Per WGN News, A promposal at Los Gatos High School in California has prompted accusations of racism.
The high school’s newspaper got a tip that a student dressed in blackface to ask his date to prom, thinking that would impress his would-be date. He says he was just trying to look like a Bitmoji.
The senior at the center of the controversial ask requested not to be identified. He says his ask was taken out of context. The unidentified student says that “there was no intention of racism.”
“I did not mean for people to take it this way. I did not mean this in a racist way whatsoever.
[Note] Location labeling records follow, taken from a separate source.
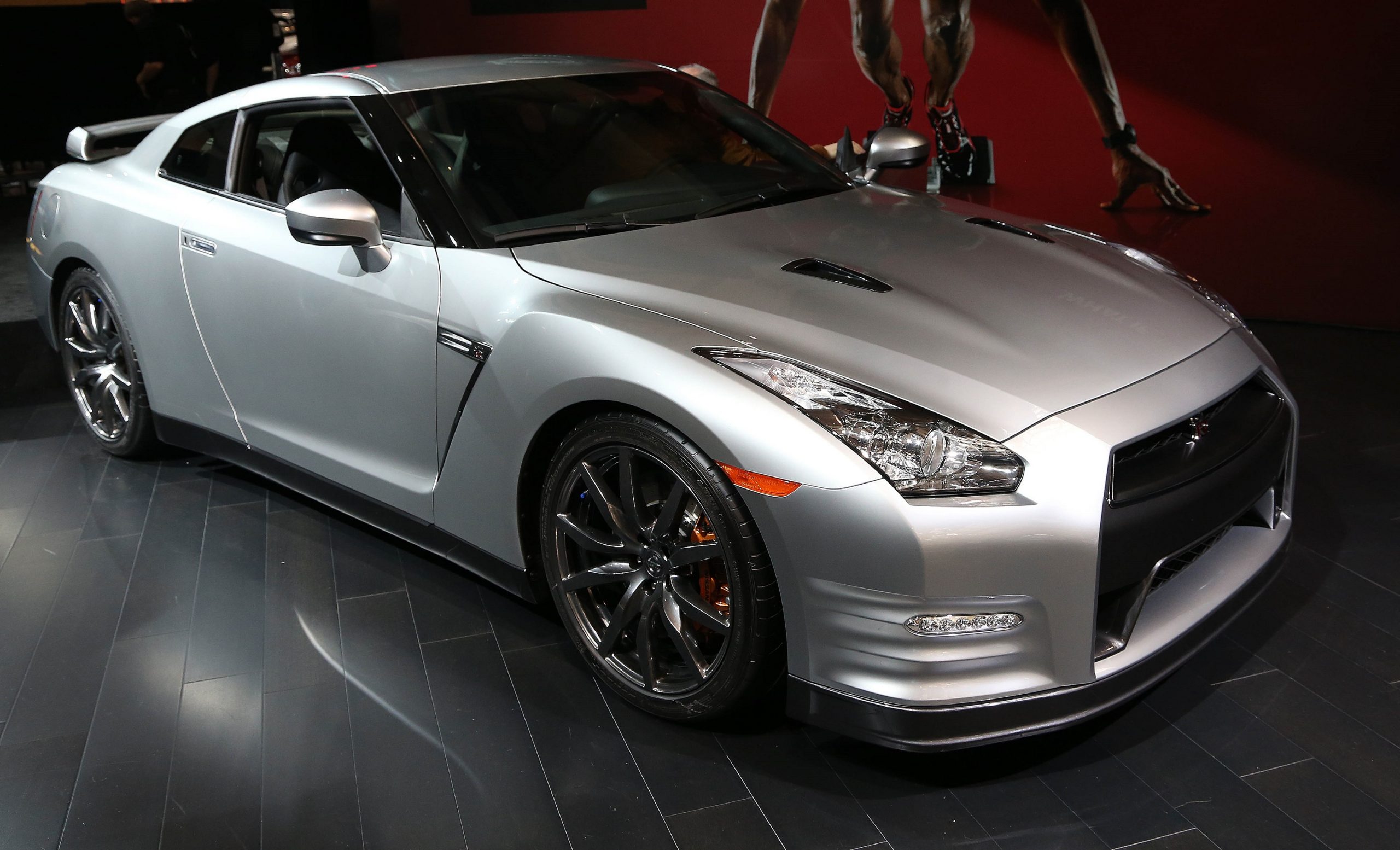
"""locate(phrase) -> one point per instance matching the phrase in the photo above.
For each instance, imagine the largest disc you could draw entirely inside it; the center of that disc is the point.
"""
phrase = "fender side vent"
(828, 271)
(1010, 229)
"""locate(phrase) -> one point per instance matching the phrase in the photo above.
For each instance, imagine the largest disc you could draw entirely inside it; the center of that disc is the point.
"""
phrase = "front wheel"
(658, 572)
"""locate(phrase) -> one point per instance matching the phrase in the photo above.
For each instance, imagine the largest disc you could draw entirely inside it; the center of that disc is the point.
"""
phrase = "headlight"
(920, 453)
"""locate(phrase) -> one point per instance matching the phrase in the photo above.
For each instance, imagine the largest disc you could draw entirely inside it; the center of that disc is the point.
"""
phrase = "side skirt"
(370, 511)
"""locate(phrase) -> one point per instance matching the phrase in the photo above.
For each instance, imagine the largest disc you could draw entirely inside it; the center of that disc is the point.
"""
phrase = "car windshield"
(531, 158)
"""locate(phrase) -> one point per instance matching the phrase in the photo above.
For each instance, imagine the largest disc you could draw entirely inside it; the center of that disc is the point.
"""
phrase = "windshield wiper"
(766, 196)
(571, 229)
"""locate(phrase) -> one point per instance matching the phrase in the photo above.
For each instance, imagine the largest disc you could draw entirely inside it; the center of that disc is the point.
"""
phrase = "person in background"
(948, 41)
(171, 76)
(704, 74)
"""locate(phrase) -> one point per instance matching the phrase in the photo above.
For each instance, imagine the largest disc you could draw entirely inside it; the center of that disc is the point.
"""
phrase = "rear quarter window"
(201, 154)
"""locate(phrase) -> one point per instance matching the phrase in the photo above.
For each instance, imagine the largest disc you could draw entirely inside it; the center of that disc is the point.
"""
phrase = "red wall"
(1280, 115)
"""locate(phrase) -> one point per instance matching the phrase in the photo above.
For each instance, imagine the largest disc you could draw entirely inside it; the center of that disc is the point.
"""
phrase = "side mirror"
(894, 148)
(339, 218)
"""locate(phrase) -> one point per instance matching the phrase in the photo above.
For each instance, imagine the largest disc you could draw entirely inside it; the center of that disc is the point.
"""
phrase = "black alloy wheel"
(657, 570)
(101, 368)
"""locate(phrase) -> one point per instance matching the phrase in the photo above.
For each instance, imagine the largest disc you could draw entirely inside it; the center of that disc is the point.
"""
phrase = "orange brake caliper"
(716, 591)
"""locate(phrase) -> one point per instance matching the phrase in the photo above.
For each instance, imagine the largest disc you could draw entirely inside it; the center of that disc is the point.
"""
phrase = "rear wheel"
(101, 369)
(658, 572)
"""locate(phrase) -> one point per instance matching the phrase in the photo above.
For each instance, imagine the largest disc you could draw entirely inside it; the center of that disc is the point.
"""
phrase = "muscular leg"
(1078, 37)
(948, 38)
(771, 49)
(878, 49)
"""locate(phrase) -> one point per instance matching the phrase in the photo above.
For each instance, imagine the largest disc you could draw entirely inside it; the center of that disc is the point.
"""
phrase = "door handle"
(199, 244)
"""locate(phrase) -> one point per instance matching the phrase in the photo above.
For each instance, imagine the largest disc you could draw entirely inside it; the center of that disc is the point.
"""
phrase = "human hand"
(1133, 168)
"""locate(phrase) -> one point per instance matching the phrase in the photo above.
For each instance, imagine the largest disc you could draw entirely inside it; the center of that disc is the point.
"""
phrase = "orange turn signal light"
(759, 484)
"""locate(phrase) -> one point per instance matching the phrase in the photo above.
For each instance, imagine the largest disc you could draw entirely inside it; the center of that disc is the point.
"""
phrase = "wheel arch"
(535, 467)
(61, 276)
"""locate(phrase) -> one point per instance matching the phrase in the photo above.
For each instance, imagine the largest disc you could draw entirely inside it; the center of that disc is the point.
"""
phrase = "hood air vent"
(828, 271)
(1010, 229)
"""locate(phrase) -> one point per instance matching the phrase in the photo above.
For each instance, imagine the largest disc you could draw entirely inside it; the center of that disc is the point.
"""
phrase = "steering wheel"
(668, 164)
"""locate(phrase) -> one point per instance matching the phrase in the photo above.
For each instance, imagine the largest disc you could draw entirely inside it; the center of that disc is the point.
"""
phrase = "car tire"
(668, 596)
(101, 368)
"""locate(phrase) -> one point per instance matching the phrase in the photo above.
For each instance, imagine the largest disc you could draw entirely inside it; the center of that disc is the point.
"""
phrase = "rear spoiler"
(111, 139)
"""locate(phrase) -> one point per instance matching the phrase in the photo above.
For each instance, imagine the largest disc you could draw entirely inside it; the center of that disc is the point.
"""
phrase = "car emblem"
(1200, 426)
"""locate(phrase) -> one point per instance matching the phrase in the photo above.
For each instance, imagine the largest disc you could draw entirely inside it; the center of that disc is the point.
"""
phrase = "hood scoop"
(828, 271)
(1010, 229)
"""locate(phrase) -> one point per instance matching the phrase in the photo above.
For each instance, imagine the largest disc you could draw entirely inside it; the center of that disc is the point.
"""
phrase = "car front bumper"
(856, 563)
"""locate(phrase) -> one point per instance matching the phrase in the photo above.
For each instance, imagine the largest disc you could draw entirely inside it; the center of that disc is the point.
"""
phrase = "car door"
(329, 366)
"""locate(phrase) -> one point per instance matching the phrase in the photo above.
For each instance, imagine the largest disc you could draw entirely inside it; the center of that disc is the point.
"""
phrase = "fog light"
(961, 624)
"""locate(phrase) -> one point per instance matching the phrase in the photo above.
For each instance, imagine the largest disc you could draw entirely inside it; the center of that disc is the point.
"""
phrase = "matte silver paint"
(86, 143)
(1061, 351)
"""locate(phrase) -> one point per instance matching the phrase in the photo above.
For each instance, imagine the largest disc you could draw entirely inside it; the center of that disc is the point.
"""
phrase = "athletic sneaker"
(956, 153)
(898, 117)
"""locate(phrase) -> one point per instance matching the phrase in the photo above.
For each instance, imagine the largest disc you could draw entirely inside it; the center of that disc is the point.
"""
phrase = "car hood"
(984, 327)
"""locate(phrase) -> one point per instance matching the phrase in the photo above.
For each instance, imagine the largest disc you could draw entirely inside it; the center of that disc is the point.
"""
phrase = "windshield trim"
(404, 104)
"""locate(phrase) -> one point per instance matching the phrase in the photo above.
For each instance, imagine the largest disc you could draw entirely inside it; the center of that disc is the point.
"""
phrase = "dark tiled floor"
(188, 660)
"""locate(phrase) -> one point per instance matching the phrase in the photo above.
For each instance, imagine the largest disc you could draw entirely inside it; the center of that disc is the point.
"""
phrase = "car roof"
(411, 74)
I’m very sorry if you feel offended,” he told KGO-TV.
According to him, it all began with a Snap-chatted Bitmoji ask.
“He has black skin and he has a blue mo-hawk, blue eyebrows and a blue goatee,” he said.
When his prospective date wasn’t impressed, he had another idea: “I dressed exactly like the Bitmoji and then asked her.”
This included painting his face black with blue hair, eyebrows and a goatee.
The high school’s newspaper editor Danika Lyle, who is half African-American, says even with the Bitmoji context, she is still offended.
“What you’re saying when you make a Bitmoji for the purpose of being funny, and then make it black, which the student is not, you’re saying something about that skin-tone about it being funny,” she said.
The event prompted her to pen an op-ed on racism in schools and the lack of attention that the media sheds on these issues.
At Los Gatos High School and others, gone are the days of simply asking a prospective date to prom. “The ask” is as monumental as the prom itself.
And this is not the first time the school is encountering a promposal gone wrong. The online version of the paper also covered another controversial junior prom ask.
“It was sick. It said along the lines of ‘do you want to be my N-word and hang with me at prom?’ And then it detailed a black person hanging from a tree,” Lyle said.
But she is still hopeful about the future, since Los Gatos High School is now taking steps to educate students “on racism and modern-day nuanced racism” ahead of next year’s prom season.